# Algorithm Implement

In [1]:
import torch
import torch.nn as nn
import torch.nn.functional as F
import quantstats as qs
import pandas as pd
import numpy as np
import sys
time_period = 2
sys.path.append('./')
from utlis import get_data, Stock_Env
import warnings
warnings.filterwarnings('ignore')
from collections import deque
    
class Q_Network(nn.Module):

    def __init__(self, state_size, action_size, N, hidden=[64, 64]):
        super(Q_Network, self).__init__()
        self.fc1 = nn.Linear(state_size, hidden[0])
        self.fc2 = nn.Linear(hidden[0], hidden[1])
        self.fc3 = nn.Linear(hidden[1], action_size*N)

        self.action_size = action_size
        self.N = N

    def forward(self, state):
        x = state #(batch_size, state_size)
        x = F.relu(self.fc1(x))
        x = F.relu(self.fc2(x))
        x = self.fc3(x) #(batch_size, action_size*N)
        x = x.view(-1, self.action_size, self.N) #(batch_size, action_size, N)

        return x

# Data Loading

In [2]:
stock_df_train, stock_df_test, stock_df_train_, stock_df_test_, codes = get_data()

100%|███████████████████████████████████████████████████████████████████████████████| 502/502 [00:01<00:00, 434.43it/s]
100%|███████████████████████████████████████████████████████████████████████████████| 251/251 [00:00<00:00, 488.46it/s]


In [3]:
codes_dict = dict(zip(codes, range(len(codes))))

# RL Model

In [4]:
import random
from collections import deque
import torch
import torch.optim as optim
import numpy as np

class Agent:

    def __init__(self, state_size, action_size, bs, lr, tau, gamma, N, kappa, device, visual=False):
        '''
        When dealing with visual inputs, state_size should work as num_of_frame
        '''
        self.state_size = state_size
        self.action_size = action_size
        self.bs = bs
        self.lr = lr
        self.tau = tau
        self.gamma = gamma
        self.device = device
        self.N = N
        self.tau = torch.linspace(0, 1, N+1)
        self.tau = (self.tau[:-1] + self.tau[1:]) / 2
        self.tau_hat = self.tau.to(device).unsqueeze(0) #(1, N)
        self.tau = tau
        self.kappa = kappa

        self.Q_local = Q_Network(self.state_size, self.action_size, N).to(self.device)
        self.Q_target = Q_Network(self.state_size, self.action_size, N).to(self.device)
        self.soft_update(1)
        self.optimizer = optim.Adam(self.Q_local.parameters(), self.lr)
        self.memory = deque(maxlen=100000)

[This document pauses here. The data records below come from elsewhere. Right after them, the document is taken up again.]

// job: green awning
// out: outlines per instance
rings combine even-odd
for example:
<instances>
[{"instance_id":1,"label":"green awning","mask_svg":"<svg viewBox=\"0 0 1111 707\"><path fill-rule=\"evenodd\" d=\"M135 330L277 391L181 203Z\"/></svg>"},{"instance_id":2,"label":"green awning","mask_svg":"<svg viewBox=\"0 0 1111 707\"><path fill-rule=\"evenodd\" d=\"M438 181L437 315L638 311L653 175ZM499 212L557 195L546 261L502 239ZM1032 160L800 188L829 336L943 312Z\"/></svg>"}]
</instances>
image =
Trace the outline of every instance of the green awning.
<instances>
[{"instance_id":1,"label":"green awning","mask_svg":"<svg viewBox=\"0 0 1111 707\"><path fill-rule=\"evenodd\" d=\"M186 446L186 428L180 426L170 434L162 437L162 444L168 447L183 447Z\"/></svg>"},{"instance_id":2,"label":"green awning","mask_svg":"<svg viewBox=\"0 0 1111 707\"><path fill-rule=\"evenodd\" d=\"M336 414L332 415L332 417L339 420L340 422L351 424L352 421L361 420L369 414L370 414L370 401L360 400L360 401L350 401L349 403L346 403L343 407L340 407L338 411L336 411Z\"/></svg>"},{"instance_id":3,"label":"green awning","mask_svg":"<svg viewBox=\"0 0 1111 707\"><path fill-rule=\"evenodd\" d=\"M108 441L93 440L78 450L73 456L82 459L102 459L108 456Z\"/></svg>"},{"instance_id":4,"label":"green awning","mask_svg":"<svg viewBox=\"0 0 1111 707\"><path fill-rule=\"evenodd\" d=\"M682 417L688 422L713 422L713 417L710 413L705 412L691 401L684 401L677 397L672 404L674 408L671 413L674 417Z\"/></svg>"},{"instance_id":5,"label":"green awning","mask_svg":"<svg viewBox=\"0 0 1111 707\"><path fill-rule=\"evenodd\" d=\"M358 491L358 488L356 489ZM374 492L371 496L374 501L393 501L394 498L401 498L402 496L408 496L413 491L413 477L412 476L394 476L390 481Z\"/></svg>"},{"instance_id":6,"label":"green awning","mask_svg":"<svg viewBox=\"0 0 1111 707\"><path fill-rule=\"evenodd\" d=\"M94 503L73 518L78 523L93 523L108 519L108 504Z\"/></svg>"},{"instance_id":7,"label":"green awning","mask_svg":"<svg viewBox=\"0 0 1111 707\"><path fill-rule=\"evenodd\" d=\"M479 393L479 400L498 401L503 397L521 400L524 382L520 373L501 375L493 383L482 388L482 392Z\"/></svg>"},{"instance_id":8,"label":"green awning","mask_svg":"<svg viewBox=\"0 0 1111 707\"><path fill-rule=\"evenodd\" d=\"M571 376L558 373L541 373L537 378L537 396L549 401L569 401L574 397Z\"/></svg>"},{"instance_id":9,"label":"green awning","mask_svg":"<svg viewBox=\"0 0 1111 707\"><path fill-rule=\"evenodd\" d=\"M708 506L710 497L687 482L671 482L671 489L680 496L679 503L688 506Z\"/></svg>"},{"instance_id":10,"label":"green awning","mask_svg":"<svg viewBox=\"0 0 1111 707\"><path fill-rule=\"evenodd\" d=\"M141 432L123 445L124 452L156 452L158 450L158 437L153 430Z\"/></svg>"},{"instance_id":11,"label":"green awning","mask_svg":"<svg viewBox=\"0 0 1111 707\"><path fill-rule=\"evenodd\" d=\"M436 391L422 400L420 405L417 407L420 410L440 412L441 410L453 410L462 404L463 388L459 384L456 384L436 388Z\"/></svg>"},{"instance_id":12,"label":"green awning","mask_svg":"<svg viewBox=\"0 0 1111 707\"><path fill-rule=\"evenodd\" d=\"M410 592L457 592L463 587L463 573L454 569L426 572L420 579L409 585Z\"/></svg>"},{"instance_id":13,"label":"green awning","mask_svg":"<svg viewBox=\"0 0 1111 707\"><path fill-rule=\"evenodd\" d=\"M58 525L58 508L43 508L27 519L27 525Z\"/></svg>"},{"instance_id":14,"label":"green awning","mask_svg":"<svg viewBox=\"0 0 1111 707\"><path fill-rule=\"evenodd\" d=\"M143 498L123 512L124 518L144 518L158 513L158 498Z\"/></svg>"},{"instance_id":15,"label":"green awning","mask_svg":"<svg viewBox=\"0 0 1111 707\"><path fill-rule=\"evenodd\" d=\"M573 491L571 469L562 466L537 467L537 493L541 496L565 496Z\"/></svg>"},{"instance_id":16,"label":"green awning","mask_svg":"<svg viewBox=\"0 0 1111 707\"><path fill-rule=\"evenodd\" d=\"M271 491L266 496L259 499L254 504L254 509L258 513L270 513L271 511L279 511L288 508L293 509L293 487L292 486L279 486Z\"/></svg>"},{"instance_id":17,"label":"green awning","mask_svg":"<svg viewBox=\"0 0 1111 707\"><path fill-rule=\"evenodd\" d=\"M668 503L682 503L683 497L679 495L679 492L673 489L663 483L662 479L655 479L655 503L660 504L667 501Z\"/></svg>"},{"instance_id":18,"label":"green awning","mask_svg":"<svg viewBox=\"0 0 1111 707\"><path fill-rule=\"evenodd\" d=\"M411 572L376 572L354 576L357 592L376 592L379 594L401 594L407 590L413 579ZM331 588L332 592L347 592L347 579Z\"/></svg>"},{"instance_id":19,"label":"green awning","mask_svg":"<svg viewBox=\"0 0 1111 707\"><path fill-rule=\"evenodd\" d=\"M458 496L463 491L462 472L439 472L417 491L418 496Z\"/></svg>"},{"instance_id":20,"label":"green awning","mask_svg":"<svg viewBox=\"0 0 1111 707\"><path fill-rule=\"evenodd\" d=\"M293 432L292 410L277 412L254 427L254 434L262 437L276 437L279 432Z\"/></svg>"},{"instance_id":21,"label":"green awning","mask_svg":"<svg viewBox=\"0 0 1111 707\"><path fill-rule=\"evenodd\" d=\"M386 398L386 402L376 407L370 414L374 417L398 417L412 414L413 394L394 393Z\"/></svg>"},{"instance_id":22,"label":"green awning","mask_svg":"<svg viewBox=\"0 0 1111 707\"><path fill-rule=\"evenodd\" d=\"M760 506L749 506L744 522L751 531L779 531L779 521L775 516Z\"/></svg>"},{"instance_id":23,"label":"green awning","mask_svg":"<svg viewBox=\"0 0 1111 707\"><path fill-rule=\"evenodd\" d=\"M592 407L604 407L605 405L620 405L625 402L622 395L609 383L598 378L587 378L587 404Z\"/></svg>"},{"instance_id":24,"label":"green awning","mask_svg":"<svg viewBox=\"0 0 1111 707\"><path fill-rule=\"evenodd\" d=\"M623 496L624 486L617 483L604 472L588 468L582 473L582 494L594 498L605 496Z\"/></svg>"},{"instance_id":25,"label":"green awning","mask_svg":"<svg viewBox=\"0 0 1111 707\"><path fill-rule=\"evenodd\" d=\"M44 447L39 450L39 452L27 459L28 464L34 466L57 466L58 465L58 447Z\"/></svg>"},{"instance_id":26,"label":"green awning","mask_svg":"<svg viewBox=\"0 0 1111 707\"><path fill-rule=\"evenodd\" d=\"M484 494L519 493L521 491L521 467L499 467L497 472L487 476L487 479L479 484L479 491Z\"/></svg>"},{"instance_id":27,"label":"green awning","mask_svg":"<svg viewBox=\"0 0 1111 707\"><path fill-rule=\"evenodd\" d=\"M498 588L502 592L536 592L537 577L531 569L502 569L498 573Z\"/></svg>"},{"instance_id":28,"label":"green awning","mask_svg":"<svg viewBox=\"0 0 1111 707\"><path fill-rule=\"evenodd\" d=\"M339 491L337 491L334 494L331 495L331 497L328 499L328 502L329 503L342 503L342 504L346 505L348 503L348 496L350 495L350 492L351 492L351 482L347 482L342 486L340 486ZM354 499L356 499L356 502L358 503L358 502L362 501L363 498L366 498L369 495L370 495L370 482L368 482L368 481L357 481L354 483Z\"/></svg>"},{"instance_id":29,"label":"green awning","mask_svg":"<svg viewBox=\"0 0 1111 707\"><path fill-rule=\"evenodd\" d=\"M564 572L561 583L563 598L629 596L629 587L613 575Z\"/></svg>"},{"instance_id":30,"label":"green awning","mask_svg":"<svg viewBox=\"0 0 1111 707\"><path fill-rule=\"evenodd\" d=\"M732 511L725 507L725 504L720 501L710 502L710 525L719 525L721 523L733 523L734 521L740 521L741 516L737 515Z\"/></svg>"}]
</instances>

    def act(self, state, eps=0):
        if random.random() > eps:
            state = torch.tensor(state, dtype=torch.float32).to(self.device)
            with torch.no_grad():
                action_values = self.Q_local(state)
                action_values = action_values.mean(dim=-1, keepdim=False).view(-1)
            return np.argmax(action_values.cpu().numpy())
        else:
            return random.choice(np.arange(self.action_size))

    def learn(self):
        experiences = random.sample(self.memory, self.bs)
        states = torch.from_numpy(np.vstack([e[0] for e in experiences])).float().to(self.device)
        actions = torch.from_numpy(np.vstack([e[1] for e in experiences])).long().to(self.device)
        rewards = torch.from_numpy(np.vstack([e[2] for e in experiences])).float().to(self.device)
        next_states = torch.from_numpy(np.vstack([e[3] for e in experiences])).float().to(self.device)
        dones = torch.from_numpy(np.vstack([e[4] for e in experiences]).astype(np.uint8)).float().to(self.device)

        quantiles_local = self.Q_local(states) #(batch_size, action_size, N)
        quantiles_local = torch.gather(input=quantiles_local, dim=1, index=actions.unsqueeze(1).repeat(1, 1, self.N)) #(batch_size, 1, N)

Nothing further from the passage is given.